Netflix's translation, in both dubbed and subbed form, removes the direct references of this love. Kaworu telling Shinji he's "worthy of love" has become "worthy of grace," and Kaworu now only says he "likes" Shinji rather than that he "loves" him.
friendly reminder that not only did netflix take away the iconic song "fly me to the moon" from evangelion, they also censored the show's gay media! congrats netflix you managed to fuck up one of your biggest titles pic.twitter.com/FlBpZJRKqR— alexxxxx (@mioshuns) June 21, 2019
To be totally fair to the Netflix translation, the "I like you" line is technically an accurate reading of the original Japanese. "好き" can translate as either "like" or "love." However, "Worthy of grace" is more questionable. For "好意に値するよ", "worthy of love" or "worthy of affection" would be a more accurate and fitting translation than "worthy of grace."
The Netflix translation also can't remove the homoerotic energy of Shinji and Kaworu's relationship. The "worthy of grace/I like you" conversation still occurs when they're having a steamy bath together. However, it robs the episode of much of its direct emotional power, especially in the final scene. Shinji recounting how Kaworu was the first person to ever say he was "worthy of grace" comes off as weak compared to the alternative.
Who or what was at fault with this translation isn't completely clear. The initial instinct might be to assume Netflix was trying to "no homo" the episode, but homophobic motives seem less likely when you consider that a non-binary actor, Casey Mongillo, plays Shinji in the new dub, and that streaming service's library is filled with LGBTQ-inclusive programming.
Khara, the studio that owns Evangelion, was in charge of the translation. Dan Kanemitsu, Khara's official English translator, previously translated the Evangelion 3.33 movie, which was more explicit about Shinji's bisexual feelings, and his romance with Kaworu, than even the previous translations of the TV series.
Kanemitsu has defended his efforts at faithfulness, and said there's clear room for interpretation, even without a declaration of love. However, he didn't go into detail about the translation choices in the bath scene, or its echoing dialogue at the end of the episode.

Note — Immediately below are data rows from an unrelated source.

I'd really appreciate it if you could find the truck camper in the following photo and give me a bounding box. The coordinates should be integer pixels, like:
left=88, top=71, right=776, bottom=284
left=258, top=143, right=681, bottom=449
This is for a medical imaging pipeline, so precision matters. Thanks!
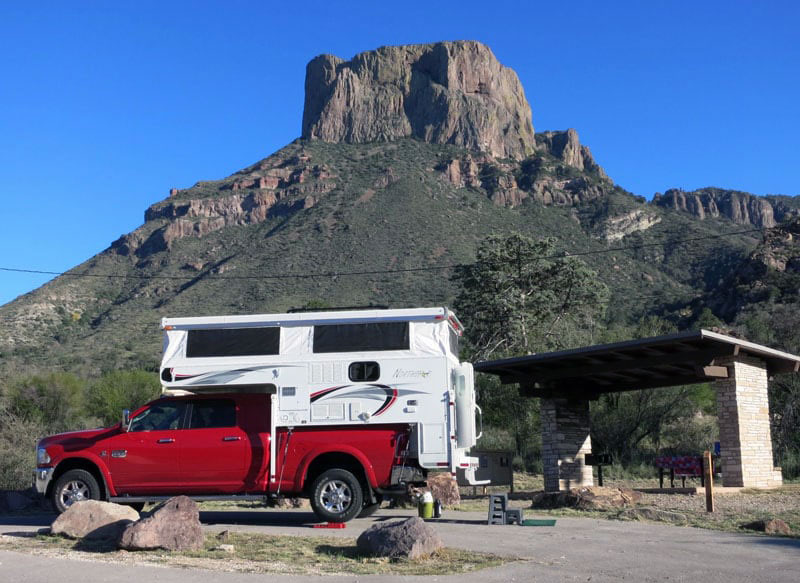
left=35, top=308, right=480, bottom=522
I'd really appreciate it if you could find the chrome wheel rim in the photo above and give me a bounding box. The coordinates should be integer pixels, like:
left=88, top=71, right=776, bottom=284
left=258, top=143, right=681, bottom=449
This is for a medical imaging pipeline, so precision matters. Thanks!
left=61, top=480, right=91, bottom=508
left=320, top=480, right=353, bottom=514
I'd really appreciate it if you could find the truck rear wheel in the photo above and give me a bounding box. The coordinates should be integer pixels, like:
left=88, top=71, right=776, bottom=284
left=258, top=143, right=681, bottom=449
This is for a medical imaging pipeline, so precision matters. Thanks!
left=311, top=468, right=364, bottom=522
left=52, top=470, right=100, bottom=512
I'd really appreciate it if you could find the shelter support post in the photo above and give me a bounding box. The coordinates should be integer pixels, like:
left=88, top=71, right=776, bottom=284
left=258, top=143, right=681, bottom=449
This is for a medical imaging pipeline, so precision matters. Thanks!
left=714, top=354, right=783, bottom=488
left=541, top=398, right=593, bottom=492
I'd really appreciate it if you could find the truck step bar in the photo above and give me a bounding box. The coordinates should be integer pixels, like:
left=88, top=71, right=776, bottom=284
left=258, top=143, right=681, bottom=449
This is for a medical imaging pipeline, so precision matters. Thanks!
left=108, top=494, right=268, bottom=504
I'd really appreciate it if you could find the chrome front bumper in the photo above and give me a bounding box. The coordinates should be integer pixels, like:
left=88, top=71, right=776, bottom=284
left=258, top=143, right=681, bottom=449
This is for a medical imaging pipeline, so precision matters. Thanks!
left=33, top=468, right=55, bottom=494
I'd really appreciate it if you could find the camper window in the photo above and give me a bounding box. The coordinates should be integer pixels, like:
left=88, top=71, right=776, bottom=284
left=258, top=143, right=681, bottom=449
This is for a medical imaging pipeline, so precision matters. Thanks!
left=314, top=322, right=410, bottom=353
left=189, top=399, right=236, bottom=429
left=186, top=326, right=281, bottom=358
left=448, top=327, right=459, bottom=356
left=348, top=362, right=381, bottom=382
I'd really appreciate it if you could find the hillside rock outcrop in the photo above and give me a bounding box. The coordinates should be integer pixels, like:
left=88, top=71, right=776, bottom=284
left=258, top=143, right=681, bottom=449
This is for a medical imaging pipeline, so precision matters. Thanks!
left=653, top=188, right=777, bottom=228
left=536, top=128, right=608, bottom=179
left=302, top=41, right=536, bottom=159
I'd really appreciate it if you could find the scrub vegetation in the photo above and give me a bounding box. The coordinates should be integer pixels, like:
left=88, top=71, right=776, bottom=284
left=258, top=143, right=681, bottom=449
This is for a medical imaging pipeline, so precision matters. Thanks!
left=0, top=139, right=800, bottom=488
left=0, top=531, right=516, bottom=575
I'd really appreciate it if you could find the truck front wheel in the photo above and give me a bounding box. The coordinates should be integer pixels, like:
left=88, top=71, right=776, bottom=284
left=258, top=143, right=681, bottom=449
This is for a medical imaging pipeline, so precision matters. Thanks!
left=52, top=470, right=100, bottom=512
left=311, top=468, right=364, bottom=522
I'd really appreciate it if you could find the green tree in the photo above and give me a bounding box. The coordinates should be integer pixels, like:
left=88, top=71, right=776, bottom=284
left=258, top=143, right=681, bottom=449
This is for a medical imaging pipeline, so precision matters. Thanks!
left=454, top=233, right=608, bottom=470
left=454, top=233, right=608, bottom=360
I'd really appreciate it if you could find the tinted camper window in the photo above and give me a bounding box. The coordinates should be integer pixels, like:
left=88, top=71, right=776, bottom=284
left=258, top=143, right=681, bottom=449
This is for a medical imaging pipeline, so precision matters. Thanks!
left=314, top=322, right=410, bottom=352
left=449, top=328, right=459, bottom=356
left=186, top=327, right=281, bottom=358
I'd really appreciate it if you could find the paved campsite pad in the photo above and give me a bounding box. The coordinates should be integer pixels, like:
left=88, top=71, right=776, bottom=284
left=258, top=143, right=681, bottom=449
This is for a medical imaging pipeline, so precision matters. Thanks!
left=0, top=510, right=800, bottom=583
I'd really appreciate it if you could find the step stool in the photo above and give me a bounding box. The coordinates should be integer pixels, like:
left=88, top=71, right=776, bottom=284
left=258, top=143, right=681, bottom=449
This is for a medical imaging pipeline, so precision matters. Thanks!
left=487, top=494, right=508, bottom=524
left=505, top=508, right=522, bottom=526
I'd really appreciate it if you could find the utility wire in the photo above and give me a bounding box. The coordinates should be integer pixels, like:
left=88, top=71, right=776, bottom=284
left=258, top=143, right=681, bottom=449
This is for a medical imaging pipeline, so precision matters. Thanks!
left=0, top=227, right=775, bottom=281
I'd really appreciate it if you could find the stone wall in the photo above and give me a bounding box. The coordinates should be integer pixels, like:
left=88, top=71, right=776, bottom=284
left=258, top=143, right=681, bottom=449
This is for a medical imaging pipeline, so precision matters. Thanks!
left=714, top=356, right=783, bottom=488
left=541, top=398, right=594, bottom=492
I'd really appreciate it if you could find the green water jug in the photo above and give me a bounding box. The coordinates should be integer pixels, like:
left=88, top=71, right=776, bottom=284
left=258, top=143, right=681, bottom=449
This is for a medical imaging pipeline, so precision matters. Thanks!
left=418, top=492, right=433, bottom=518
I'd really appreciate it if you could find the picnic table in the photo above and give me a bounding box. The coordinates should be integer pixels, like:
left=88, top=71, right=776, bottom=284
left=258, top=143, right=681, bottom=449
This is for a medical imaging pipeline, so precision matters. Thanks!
left=655, top=455, right=705, bottom=488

While I am not in a position to refer specifically to the decision involved in the scene you described, in all my translation of any title, I have tried my best to be faithful to the original source material. Bar none.— 兼光ダニエル真 (@dankanemitsu) June 21, 2019
Might Netflix and Khara eventually make small changes to the translation in response to the backlash? Netflix has made bigger changes to its anime dubs, completely replacing the original A.I.C.O. Incarnation dub after the first one was roundly mocked.